先日、仕事上必要になって、久しぶりに「ライナスの毛布」という言葉を思い出し、書いた。
どんなにふりかえってみても、わたし自身にはライナスの毛布は(ハンカチもぬいぐるみも)なかった…と思う。
だから、人には「わたしにはなかったけどね、それはライナスの毛布だよね、わかるわぁ」などと話す。
「ライナスの毛布」と書くことになったのは、「預かった原稿を読んで講評する仕事」のほう。
もう10年くらい続いていて、とっくに気づいているんだけど、わたしはそういう仕事が好きらしい。
正直にいえば、天職かもしれない、とさえ思っている。
もし息子がいたら、口うるさい姑になっていたはずだ(まあああ! こんなところに埃が! 手垢が!)。

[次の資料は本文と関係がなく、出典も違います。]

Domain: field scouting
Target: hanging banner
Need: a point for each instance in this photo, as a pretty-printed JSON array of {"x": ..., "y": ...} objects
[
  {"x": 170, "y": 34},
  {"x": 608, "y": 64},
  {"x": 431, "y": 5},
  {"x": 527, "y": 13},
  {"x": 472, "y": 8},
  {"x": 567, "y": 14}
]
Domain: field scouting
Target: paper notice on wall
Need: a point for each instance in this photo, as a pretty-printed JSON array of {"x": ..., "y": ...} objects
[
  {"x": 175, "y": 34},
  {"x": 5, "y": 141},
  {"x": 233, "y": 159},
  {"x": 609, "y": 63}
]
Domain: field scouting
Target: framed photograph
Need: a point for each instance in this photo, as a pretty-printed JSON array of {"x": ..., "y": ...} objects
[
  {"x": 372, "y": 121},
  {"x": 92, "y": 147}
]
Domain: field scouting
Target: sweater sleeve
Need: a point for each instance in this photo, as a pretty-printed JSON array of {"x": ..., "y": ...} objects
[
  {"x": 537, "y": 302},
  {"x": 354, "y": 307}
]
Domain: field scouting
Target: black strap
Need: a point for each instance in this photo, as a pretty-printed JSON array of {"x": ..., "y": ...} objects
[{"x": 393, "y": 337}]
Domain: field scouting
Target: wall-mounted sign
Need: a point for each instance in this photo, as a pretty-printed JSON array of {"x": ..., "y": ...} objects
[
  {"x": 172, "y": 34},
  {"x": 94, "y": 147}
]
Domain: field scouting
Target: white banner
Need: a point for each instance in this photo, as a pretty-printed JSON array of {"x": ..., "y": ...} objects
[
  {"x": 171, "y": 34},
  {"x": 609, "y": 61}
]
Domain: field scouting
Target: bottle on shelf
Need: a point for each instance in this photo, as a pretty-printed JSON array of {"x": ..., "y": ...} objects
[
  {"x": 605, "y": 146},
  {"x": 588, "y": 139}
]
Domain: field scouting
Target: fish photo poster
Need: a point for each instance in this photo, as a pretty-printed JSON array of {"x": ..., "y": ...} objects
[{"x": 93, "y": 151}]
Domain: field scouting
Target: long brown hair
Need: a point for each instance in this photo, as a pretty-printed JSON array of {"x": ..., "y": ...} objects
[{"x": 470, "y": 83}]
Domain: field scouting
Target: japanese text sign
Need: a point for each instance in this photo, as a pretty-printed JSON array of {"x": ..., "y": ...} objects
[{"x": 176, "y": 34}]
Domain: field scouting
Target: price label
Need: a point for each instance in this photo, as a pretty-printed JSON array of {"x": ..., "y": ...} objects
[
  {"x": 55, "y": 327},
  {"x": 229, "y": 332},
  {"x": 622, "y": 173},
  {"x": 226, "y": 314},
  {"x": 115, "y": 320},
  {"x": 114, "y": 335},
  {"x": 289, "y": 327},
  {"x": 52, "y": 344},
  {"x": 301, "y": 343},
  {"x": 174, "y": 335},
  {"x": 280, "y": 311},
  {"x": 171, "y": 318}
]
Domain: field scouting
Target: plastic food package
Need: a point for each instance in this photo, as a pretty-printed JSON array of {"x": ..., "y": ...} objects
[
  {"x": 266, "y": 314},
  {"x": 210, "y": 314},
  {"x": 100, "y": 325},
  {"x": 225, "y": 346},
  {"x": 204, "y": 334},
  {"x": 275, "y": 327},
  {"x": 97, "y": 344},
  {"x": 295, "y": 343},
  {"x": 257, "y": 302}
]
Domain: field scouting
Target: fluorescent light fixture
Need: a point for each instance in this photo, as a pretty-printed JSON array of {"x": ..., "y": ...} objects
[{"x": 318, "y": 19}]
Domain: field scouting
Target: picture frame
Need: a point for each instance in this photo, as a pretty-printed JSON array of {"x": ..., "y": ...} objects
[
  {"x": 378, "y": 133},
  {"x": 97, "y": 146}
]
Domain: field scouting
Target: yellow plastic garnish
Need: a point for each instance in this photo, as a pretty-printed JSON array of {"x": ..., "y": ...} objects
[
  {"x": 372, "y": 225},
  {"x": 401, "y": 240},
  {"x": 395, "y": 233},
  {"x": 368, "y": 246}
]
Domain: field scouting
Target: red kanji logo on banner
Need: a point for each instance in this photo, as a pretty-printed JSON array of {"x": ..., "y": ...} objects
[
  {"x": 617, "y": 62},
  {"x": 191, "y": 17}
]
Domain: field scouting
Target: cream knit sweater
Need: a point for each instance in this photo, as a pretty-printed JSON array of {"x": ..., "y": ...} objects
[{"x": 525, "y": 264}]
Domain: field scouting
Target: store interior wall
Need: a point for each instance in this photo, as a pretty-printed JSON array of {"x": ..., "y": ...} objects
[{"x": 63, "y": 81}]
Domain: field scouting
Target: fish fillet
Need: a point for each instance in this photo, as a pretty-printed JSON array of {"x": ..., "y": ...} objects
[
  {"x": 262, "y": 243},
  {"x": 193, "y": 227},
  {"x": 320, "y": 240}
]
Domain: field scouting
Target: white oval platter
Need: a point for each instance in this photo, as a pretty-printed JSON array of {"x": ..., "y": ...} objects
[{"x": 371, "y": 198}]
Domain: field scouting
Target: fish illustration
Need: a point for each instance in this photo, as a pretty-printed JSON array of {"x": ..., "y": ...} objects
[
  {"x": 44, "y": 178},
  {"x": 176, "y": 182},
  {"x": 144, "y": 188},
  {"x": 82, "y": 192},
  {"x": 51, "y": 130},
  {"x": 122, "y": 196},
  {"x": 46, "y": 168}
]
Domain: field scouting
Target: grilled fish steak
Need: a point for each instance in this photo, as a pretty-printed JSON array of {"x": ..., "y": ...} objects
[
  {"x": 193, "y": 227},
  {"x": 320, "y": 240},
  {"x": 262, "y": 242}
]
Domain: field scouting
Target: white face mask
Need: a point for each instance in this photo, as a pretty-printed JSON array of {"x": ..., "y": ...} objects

そうやって、日々「誰かが書いた文章」を読み、それについて考えながら暮らしている。
早朝、しばらく保留にしていた原稿(自身の作品です)の続きを書いた。
書いて消して書いて直して……その作業が心地よかった。
ああ、やっぱり、自分の文章には自分の匂いがあるんだな、と思った。
安らぐ、癒される……そんなふうな何か。
(こんなこといったら、読者さんに鼻をつままれそうだけど…「臭い」じゃないので、許してください)
たぶん、そのせいだ。
朝ごはんを作りながら、「ライナスの毛布」のことを思い出したのは。
自分の匂いがして、手放せない……触れていると安らげる……ライナスの毛布的なものを、わたしはずっと前から持っていたらしい。